Stablecoin economy set for continued growth

Stablecoin economy set for continued growth

Unlike other cryptocurrencies caught in the storms of volatility, stablecoins are pegged to real-world assets — from currencies to commodities — and came to the fore in 2018 by providing a welcome respite from the bear market that savaged bitcoin and other large-cap coins, and tokens alike.

In response, some commentators dubbed 2018 the year of the stablecoin. In 2019 the stablecoin ecosystem has continued to boom. Reputable coins with the backing of banks and third-party audits are starting to build a bridge between mainstream and digital finance.

As recent research by Tradeblock found, stablecoin on-chain transaction volumes are now starting to edge into the realm of legacy payment services. The study showed that across the largest stablecoins, total on-chain transfer volume has surpassed the total payment volume processed by Venmo — the mobile payment service owned by PayPal.

Elsewhere, other studies have revealed similar growth. Research from Binance in March found that stablecoins have grown to represent 26 percent of the total cryptocurrency market volume. The study suggests “increasing demand to manage the volatility inherent in other crypto assets” is responsible for stablecoins occupying a growing share of the crypto economy.

**Choice in currency**

As the stablecoin market expands, new coins are threatening to topple the dominance of the current market leader, Tether.

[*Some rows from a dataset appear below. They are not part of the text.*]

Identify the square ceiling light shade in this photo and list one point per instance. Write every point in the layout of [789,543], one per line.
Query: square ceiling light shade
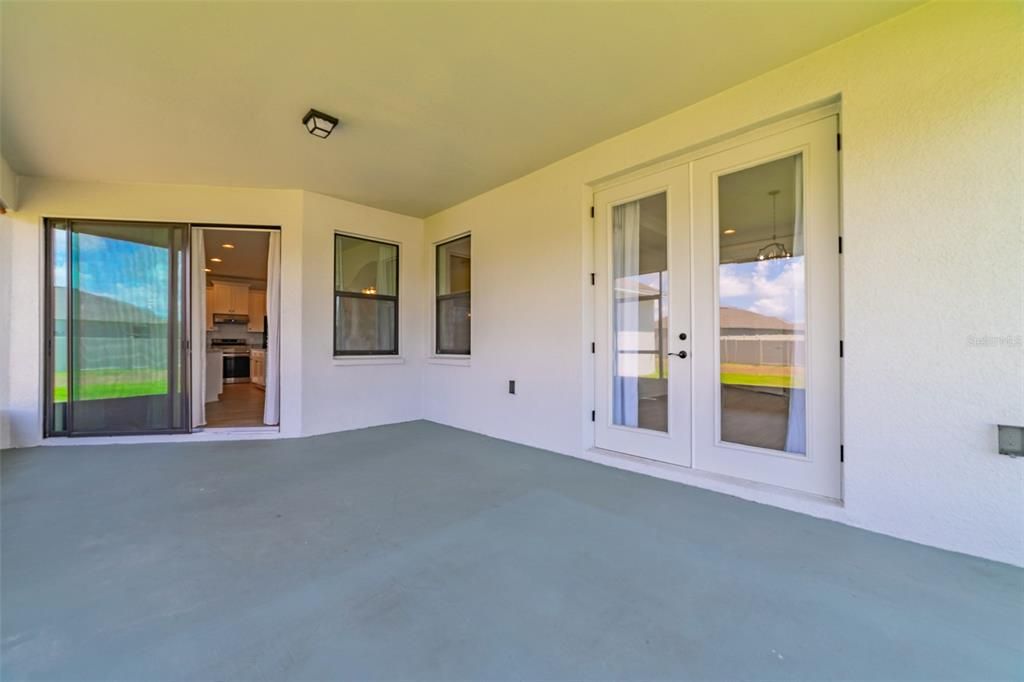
[318,123]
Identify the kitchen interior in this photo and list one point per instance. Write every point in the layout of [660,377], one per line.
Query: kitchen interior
[236,326]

Though over two thirds of bitcoin trades are still made against Tether, the controversial market leader is gradually losing out to other dollar-pegged stablecoins like Paxos, TrueUSD, USD Coin and StableUSD. Tether fell from a 90 percent market share in September 2018 to around 65 percent in February 2019.

As the dominant global currency, the US dollar has attracted the lion’s share of stablecoins. But as the ecosystem evolves, other global currencies are attracting their own blockchain-based versions — each aiming to fill a niche in the crypto economy.

EURS, a fiat-collateralized version of the Euro launched in July, is built to comply with the regulations of crypto-friendly Malta and aims to help usher more European institutional investors into cryptocurrency.

The Universal Euro, launched in April by a group of six blockchain firms including Bittrex, is another fresh contender aimed at everyday users looking to hedge against the swings of bitcoin or enjoy eight percent interest rates by staking the coins through decentralized credit platform Cred.

More controversial is Tether’s new effort to tokenize the offshore Chinese yuan, which is expected to launch in the near future. CNHT, as the ticker reads, is supposedly designed to make Tether less dependent on the dollar for its stablecoin business, but could be a response to a keen appetite for Tether in China. DIAR discovered earlier this year that Chinese exchanges accounted for 39 percent of the on-chain transaction value for Tether, which is thought to be used to evade strict strict capital controls.

Tokenizing the yuan, however, could lead Tether to tread on the toes of the Chinese government.

The People’s Bank of China is the frontrunner among banks worldwide working on a Central Bank Digital Currency. The digital yuan has a political bent and is thought to be an economic defense strategy. Some have suggested that Tether’s innovation might be seen as an intrusion — and an attempt to dilute the government’s authority.

Along with governments and central banks minting stablecoins for political reasons,

and startups hoping to serve the demands of institutional investors, organizations in developing regions are using stablecoins to serve the unbanked.

UnionBank — the biggest bank of the Philippines — rolled out the peso stablecoin PHX in late July. This aims to serve the 70 percent of the population that doesn’t have access to banking services. PHX will theoretically allow families without access to banking services to receive international remittances sent from some 10 million Filipinos working overseas.

Last week Binance announced its plans to initiate an open blockchain project, Venus, an initiative to develop localized stablecoins and digital assets pegged to fiat currencies across the globe. Binance is looking to create new alliances and partnerships with governments, corporations, technology companies, and other cryptocurrency companies and projects involved in the larger blockchain ecosystem, to empower developed and developing countries to spur new currencies.

As security tokens proliferate over the coming years, we could see stablecoins become even more popular — used not just for remittance, crypto trading, and as a store of value, but as a vehicle for accessing new breeds of investment.